Tout doucement, sans faire de bruit, les comédiens entrent sur scène dans le noir le plus complet. C’est alors qu’un joli bout de femme se met à fredonner une petite chanson, une chanson qui nous ressemble, accompagnée de son jeune complice à l’accordéon.

Bien décidée à faire de ses toilettes un endroit plus singulier que trivial, dame Prévert (c'est ainsi que nous l'appellerons) a finalement jeté son dévolu sur Jacques, dont la photo habille fièrement le mur. Ce cliché bien connu de Robert Doisneau ouvre alors une parenthèse sur un univers imagé, enfantin, drôle et tendre à la fois : celui de Prévert et Kosma. Tout à coup, nous voilà dans une petite salle de classe à l’odeur de craie, où virevoltent les avions de papier et fleurissent des cancres charmants ; ici, pas question de calcul ni de règles de grammaire. Les comédiens ne sont que deux, mais les spectateurs ne tardent pas à prendre part à ces joyeux enfantillages en chantant, assis sur les bancs d’école de la salle de spectacle.

Accordéon, rengaines, jeux de mots et farces nous entraînent dans un petit voyage libertaire, et nous replongent dans ce doux pays de l’innocence où tout est propice à l’espièglerie.
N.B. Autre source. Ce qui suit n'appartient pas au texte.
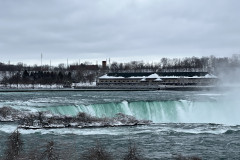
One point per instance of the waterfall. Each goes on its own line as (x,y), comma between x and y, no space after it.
(160,111)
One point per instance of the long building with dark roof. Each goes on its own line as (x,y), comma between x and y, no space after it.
(157,79)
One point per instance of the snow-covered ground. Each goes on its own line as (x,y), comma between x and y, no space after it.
(41,86)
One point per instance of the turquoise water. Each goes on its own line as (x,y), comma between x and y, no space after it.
(205,124)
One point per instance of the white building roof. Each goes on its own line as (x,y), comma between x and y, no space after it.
(110,77)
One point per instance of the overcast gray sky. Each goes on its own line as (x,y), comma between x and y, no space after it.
(123,30)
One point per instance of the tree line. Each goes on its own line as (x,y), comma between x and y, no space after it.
(74,73)
(14,150)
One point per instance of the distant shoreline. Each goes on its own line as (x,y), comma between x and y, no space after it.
(170,88)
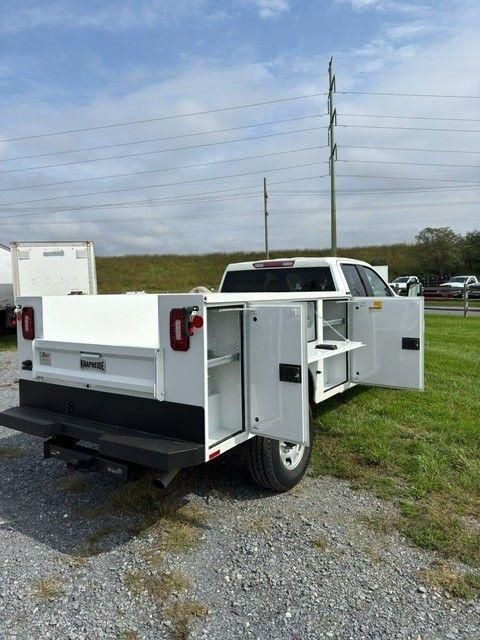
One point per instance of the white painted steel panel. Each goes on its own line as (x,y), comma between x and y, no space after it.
(53,268)
(6,286)
(277,409)
(105,319)
(127,370)
(381,323)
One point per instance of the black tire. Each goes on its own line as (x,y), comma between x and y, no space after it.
(266,467)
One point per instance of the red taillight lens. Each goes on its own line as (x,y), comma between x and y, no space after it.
(28,323)
(197,322)
(179,332)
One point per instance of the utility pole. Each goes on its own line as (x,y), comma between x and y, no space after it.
(265,213)
(332,112)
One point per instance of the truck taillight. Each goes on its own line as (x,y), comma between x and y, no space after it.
(184,322)
(28,323)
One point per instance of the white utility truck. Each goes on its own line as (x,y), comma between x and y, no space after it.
(165,381)
(53,268)
(44,268)
(6,289)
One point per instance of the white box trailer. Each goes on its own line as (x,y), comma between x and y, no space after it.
(6,288)
(53,268)
(165,381)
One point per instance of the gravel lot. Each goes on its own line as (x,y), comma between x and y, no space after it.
(83,557)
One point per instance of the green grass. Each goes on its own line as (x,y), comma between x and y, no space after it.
(450,303)
(8,342)
(420,449)
(155,273)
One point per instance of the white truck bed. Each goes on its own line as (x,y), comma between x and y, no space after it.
(124,371)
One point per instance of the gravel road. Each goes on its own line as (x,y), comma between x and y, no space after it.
(83,557)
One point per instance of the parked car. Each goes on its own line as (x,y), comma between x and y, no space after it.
(455,286)
(402,284)
(474,290)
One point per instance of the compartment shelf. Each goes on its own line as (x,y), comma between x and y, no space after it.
(226,359)
(342,347)
(333,322)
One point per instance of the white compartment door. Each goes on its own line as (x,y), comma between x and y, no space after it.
(393,332)
(277,373)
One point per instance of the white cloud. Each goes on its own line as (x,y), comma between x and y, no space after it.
(119,16)
(434,63)
(270,8)
(386,6)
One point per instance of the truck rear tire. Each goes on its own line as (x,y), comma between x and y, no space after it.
(278,466)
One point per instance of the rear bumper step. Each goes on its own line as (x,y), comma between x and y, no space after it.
(114,443)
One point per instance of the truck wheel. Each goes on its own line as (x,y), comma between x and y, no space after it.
(275,465)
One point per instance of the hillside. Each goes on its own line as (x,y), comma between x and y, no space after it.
(182,272)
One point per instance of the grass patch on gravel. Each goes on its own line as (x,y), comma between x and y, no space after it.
(168,525)
(74,485)
(160,587)
(11,453)
(49,588)
(319,542)
(183,614)
(8,342)
(420,449)
(458,584)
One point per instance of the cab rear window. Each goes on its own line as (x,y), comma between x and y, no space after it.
(271,280)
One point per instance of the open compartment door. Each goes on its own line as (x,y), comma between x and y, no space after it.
(392,330)
(277,379)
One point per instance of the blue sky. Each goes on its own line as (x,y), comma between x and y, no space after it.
(69,65)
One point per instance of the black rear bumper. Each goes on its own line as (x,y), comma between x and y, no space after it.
(128,445)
Bien sûr que l'on se souvient : enfants, nous avons eu du mal à apprendre comment faire le portrait d’un oiseau, et côtoyé le chat qui ne l’avait mangé qu’à moitié. Nous avons ri des deux escargots titubant, au retour de l’enterrement d’une feuille morte. Nous avons dit non au professeur, et dessiné le visage du bonheur avec les craies de toutes les couleurs. Que nous les connaissions ou non, les paroles de Prévert mêlées aux notes de Kosma et portées par les deux comédiens aussi fringants que rieurs nous enchantent par leur délicatesse. 

Avec trois bouts de ficelles, des morceaux de papier coloré et beaucoup de talent, cette représentation est un véritable bain de fraîcheur, duquel nous ressortons imprégnés de doux refrains et de poésie. Les feuilles de Prévert sont certes bien mortes, mais ses petits mots florissants n’ont pas fini de nous enchanter.